Jay Kovac found a diamond stack for me at Diamond head steam up and im still waiting on my head lamp to arrive from track side. I bought some of that neolube from micromark that I plan on using for the wheels and drive rods. I also have to make the roof. Then everything will get weathered. 

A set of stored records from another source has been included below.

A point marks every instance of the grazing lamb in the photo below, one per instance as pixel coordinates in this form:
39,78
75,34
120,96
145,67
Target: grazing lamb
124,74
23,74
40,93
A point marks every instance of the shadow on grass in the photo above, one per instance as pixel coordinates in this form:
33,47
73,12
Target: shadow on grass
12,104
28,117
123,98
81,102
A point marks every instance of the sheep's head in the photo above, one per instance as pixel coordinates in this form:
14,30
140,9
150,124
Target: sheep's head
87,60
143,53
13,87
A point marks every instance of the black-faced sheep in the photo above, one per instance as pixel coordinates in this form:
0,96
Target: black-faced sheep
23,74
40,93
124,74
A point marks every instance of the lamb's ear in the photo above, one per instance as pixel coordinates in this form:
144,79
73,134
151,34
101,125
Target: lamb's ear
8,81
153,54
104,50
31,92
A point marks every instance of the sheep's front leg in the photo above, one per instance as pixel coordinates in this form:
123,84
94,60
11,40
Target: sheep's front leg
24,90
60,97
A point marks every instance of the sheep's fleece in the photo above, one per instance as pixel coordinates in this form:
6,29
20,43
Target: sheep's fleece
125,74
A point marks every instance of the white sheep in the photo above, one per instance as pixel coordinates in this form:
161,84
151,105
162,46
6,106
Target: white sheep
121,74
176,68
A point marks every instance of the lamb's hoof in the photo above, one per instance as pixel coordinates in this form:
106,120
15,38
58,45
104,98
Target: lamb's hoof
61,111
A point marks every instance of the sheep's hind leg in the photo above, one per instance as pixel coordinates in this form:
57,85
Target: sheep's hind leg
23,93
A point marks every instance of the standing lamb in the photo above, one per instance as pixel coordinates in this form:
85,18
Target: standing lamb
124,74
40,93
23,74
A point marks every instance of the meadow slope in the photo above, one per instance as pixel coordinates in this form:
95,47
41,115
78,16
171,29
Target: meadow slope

The pictures were not coming out good today. It looks a lot better in person


----------



## BigRedOne (Dec 13, 2012)

Neat! That's quite the ladybug swarm you've got there.


----------



## snowshoe (Jan 2, 2008)

Getting closer now. I added the roof, painted the side rods using neolube (great stuff). A few more details were added pilot steps in front and back. I ordered a headlight so I'm just waiting for it to come in and Jason is going to make a diamond stack using two of the Trackside Detail diamond stacks for me. I made a wood load for the back just waiting for it to dry and then it will get weathered lightly. 









"


----------



## Dave Meashey (Jan 2, 2008)

Shawn;

Your locomotive is really looking nice. Will you be running it at ECLSTS?

Best,
David Meashey


----------



## snowshoe (Jan 2, 2008)

Thanks Dave. Not sure what Im brining yet but most likely I will. Ill be brining it to Scranton.


----------



## Tom Bowdler (Jan 3, 2008)

Looking good Shawn, 
Those Sammies are great runners. Looking forward to seeing it at Scranton. Bring your Shay too perhaps we can help you sort out the derailing problems. 
Best, 
Tom


----------



## Phippsburg Eric (Jan 10, 2008)

Shawn--


she really looks good! You will have lots of fun with that little steamer! You might even get to make some stuff for her with your new lathe!


----------



## snowshoe (Jan 2, 2008)

The Sammie conversion is finally done (just have to touch up a few spots) The diamond stack makes a huge difference. Thanks Jay
Sorry the lighting is terrible

Before


----------



## Phippsburg Eric (Jan 10, 2008)

She looks great Shawn! Better every time. It looks like she has been working out in the hills since the '20's non stop.


----------



## Shay Gear Head (Jan 3, 2008)

Nice conversion of this basic loco into something nicely detailed.


----------



## Naptowneng (Jun 14, 2010)

Very nice Shawn. Lot of nice ideas in your re-build

Jerry


----------



## cocobear1313 (Apr 27, 2012)

Very nice work Shawn!

Dave


----------



## Kovacjr (Jan 2, 2008)

Looks good Shawn, I like the stack height now


----------